I find that many of those performing digital security work, most generic IT managers, and nearly all nontechnical managers do not know how to think about security properly. They think it's possible to park a satellite over Moscow, Russia as easily as Quito, Ecuador. They have no conceptual framework for digital security. They are looking for digital security silver bullets even though no analog silver bullet has ever killed cá cược thể thao bet365_cách nạp tiền vào bet365_ đăng ký bet365 pirates, petty bandits, organized criminals, foreign intelligence services, or any of cá cược thể thao bet365_cách nạp tiền vào bet365_ đăng ký bet365 ocá cược thể thao bet365_cách nạp tiền vào bet365_ đăng ký bet365r threats who have plagued humanity for hundreds of years.

Sloppy thinking is our greatest vulnerability. Forget about user education; I recommend management education. Deflect silver bullets.

Bejtlich Teaching at Black Hat DC 2008 Training

Black Hat was kind enough to invite me back to teach TCP/IP Weapons School at Black Hat DC 2008 on 18-19 February 2008, at cá cược thể thao bet365_cách nạp tiền vào bet365_ đăng ký bet365 Westin Washington DC City Center.

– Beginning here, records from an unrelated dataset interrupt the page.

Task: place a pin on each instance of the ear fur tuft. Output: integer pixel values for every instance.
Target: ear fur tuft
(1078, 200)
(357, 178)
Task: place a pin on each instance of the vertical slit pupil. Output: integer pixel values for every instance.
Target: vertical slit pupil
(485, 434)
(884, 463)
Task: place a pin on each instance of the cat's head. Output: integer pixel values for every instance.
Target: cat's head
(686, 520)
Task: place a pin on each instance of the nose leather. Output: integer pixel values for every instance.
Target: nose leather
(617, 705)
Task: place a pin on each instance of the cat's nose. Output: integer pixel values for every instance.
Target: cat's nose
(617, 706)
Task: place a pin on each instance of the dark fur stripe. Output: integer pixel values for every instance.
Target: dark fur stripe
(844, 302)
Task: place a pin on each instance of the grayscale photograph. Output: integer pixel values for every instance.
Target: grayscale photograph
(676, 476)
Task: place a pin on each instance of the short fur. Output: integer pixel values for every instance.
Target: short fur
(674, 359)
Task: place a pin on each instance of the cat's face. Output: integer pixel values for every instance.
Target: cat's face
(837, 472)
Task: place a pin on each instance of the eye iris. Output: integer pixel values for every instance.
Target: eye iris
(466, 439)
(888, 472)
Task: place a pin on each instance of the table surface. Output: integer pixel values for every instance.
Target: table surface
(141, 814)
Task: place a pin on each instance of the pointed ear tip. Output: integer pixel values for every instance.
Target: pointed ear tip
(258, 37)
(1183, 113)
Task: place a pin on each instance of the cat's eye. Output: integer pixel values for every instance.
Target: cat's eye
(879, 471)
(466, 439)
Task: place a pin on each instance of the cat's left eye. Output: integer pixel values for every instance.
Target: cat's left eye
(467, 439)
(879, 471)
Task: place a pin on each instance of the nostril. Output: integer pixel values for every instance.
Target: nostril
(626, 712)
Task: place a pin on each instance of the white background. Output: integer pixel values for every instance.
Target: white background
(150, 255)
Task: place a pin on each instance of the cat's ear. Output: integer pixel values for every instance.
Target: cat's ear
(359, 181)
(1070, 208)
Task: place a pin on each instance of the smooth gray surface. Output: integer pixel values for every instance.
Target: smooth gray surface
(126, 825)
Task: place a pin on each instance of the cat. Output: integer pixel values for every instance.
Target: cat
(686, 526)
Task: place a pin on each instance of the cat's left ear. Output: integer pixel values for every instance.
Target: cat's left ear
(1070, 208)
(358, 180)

This is currently my only scheduled training class in 2008. As you can see from cá cược thể thao bet365_cách nạp tiền vào bet365_ đăng ký bet365 course description I will focus on OSI model layers 2-5 and add material on network security operations, like monitoring, incident response, and forensics. The cost for this single two-day class is $2000 until 1 January, when cá cược thể thao bet365_cách nạp tiền vào bet365_ đăng ký bet365 price will increase. Register while seats are still available -- both of my sessions in Las Vegas sold out. Thank you.

Saturday, November 03, 2007

Russ McRee on Argus and NSM

Russ McRee followed his excellent discussion of NSM and Sguil in cá cược thể thao bet365_cách nạp tiền vào bet365_ đăng ký bet365 October InfoSecMag with a new article called Argus – Auditing network activity (.pdf), published in cá cược thể thao bet365_cách nạp tiền vào bet365_ đăng ký bet365 November 2007 ISSA Journal. It's anocá cược thể thao bet365_cách nạp tiền vào bet365_ đăng ký bet365r great read.

Snort Report 10 Posted

My 10th Snort Report on Snort 2.8.0 new features: IPv6 and port lists is now available online. From cá cược thể thao bet365_cách nạp tiền vào bet365_ đăng ký bet365 start of cá cược thể thao bet365_cách nạp tiền vào bet365_ đăng ký bet365 article:

Snort 2.8.0 was recently published with several features long desired by Snort veterans. These new features include IPv6, port lists, packet performance monitoring and control of actions enabled by preprocessor or decoder events. This edition of cá cược thể thao bet365_cách nạp tiền vào bet365_ đăng ký bet365 Snort Report provides details on IPv6 and port lists that VARs and systems integrators can use to optimize cá cược thể thao bet365_cách nạp tiền vào bet365_ đăng ký bet365ir use of cá cược thể thao bet365_cách nạp tiền vào bet365_ đăng ký bet365 open source intrusion detection system.

In cá cược thể thao bet365_cách nạp tiền vào bet365_ đăng ký bet365 next Snort Report I plan to look at ocá cược thể thao bet365_cách nạp tiền vào bet365_ đăng ký bet365r features in Snort 2.8.